The mic is usually best positioned hanging “upside down” with the boom keeping it in front of your face while itself not getting in your way – see the video. There’s an optional pop filter to stop sibilant sounds from your mouth, but I didn’t feel I needed it out of the box, and haven’t felt the need to get one in the time we’ve been testing it since, either.
If you want to use it for podcasting and don’t want to use your computer’s speakers for audio (a good move) there is a headphones socket and headphones volume control. You could equally though just use the usual headphones output on your laptop or desktop, which is actually how I use it.
On the back of the mic are a gain control and a mic pickup pattern selector. Here are the settings:
TLDR; if you’re just recording your own voice, you’ll use it in cardioid mode.
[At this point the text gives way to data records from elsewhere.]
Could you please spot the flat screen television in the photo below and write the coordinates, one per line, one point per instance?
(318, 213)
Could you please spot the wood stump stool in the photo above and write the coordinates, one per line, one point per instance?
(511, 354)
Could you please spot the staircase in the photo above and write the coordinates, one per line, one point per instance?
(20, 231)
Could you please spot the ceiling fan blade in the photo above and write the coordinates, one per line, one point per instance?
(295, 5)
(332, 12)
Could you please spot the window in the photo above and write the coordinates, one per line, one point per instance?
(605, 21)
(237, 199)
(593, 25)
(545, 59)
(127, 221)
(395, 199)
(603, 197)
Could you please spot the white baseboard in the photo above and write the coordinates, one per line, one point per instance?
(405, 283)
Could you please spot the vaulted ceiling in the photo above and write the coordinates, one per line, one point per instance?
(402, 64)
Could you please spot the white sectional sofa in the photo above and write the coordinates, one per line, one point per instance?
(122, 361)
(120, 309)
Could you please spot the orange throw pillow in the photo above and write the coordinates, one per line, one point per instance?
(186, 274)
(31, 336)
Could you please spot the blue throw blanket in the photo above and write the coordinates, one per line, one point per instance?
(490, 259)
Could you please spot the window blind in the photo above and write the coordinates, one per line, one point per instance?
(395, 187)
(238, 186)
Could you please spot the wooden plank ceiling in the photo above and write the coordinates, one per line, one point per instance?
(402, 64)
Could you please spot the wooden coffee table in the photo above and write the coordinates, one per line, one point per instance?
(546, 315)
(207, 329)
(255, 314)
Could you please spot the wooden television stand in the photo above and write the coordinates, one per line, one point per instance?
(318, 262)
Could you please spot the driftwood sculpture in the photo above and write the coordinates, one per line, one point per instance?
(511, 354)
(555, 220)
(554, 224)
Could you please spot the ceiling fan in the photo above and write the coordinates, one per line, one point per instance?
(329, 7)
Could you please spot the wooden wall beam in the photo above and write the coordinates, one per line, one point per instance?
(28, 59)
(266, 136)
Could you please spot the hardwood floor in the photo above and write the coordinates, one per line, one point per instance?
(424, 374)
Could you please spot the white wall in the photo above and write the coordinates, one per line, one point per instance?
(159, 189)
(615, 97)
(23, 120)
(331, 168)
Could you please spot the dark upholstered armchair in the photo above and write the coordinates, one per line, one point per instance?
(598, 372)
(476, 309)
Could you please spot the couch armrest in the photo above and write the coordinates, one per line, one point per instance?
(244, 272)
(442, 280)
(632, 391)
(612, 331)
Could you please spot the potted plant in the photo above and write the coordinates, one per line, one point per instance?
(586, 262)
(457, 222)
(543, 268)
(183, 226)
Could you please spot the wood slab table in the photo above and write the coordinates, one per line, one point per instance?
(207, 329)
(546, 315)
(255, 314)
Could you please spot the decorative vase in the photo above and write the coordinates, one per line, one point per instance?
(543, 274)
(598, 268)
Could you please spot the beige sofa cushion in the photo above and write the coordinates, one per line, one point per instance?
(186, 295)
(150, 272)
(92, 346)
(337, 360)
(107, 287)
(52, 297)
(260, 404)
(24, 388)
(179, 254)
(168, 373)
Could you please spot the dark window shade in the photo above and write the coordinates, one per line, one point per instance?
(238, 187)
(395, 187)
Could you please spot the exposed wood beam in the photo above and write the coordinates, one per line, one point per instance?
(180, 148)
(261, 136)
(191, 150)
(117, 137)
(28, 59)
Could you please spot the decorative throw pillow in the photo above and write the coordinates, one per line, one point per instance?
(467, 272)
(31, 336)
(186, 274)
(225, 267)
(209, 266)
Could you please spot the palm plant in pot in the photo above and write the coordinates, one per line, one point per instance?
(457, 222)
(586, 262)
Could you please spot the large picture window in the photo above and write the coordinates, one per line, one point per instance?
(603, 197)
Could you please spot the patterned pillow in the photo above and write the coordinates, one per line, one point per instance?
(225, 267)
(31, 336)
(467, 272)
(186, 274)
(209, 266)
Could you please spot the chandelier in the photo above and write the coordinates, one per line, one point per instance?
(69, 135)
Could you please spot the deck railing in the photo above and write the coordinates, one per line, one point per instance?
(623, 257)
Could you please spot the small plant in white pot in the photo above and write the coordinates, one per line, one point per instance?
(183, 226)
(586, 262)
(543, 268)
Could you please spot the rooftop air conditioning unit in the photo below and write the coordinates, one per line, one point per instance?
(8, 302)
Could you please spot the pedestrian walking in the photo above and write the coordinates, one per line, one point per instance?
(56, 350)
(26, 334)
Also on the back of the mic is a Gain control; I simply set this control at the lowest setting and adjusted the mic gain in my laptop; it appears that even at the lowest setting on the mic itself it’s plenty loud enough.
It has a full-range condenser mic sound, with quite flat midrange, giving a pleasing intimate tone, at the expense of some presence; certainly a great sound for listening to extended sections of speech – although you’ll want to make sure you duck music low enough when speaking over it with this mic so your voice cuts through.
In the accompanying video you’ll be able to heard this mic against a Rode dynamic lavalier mic; you’ll hear that although it sounds different to the Rode mic, it sounds great; what sound you prefer is really down to personal preference.
The Radius 3 shockmount does a good job of keeping the output clean, and I noticed its effects the most when using the mic attached to the workbench on which I was also DJing – vibrations were stopped before appearing as bass “thumps” in the signal.
Blue Microphones mics are well liked and respected, and the Yeti mic is a bit of a classic already. When combined with the Radius 3 shockmount and the Compass arm, it’s a ready-made system for podcasters, DJ mix show presenters and livestreamers, which performs well and offers great value for money.
Being a condenser mic it has that full, open sound I was speaking of earlier, and having the cardioid setting means that for rooms where you don’t have the luxury of complete silence, it’ll at least minimise any background noise. It’s good to have the other patterns available too, making it a flexible mix for further recording situations too.
Overall, we like it a lot – you get everything you need, and all parts are of a high enough quality to make the package great value.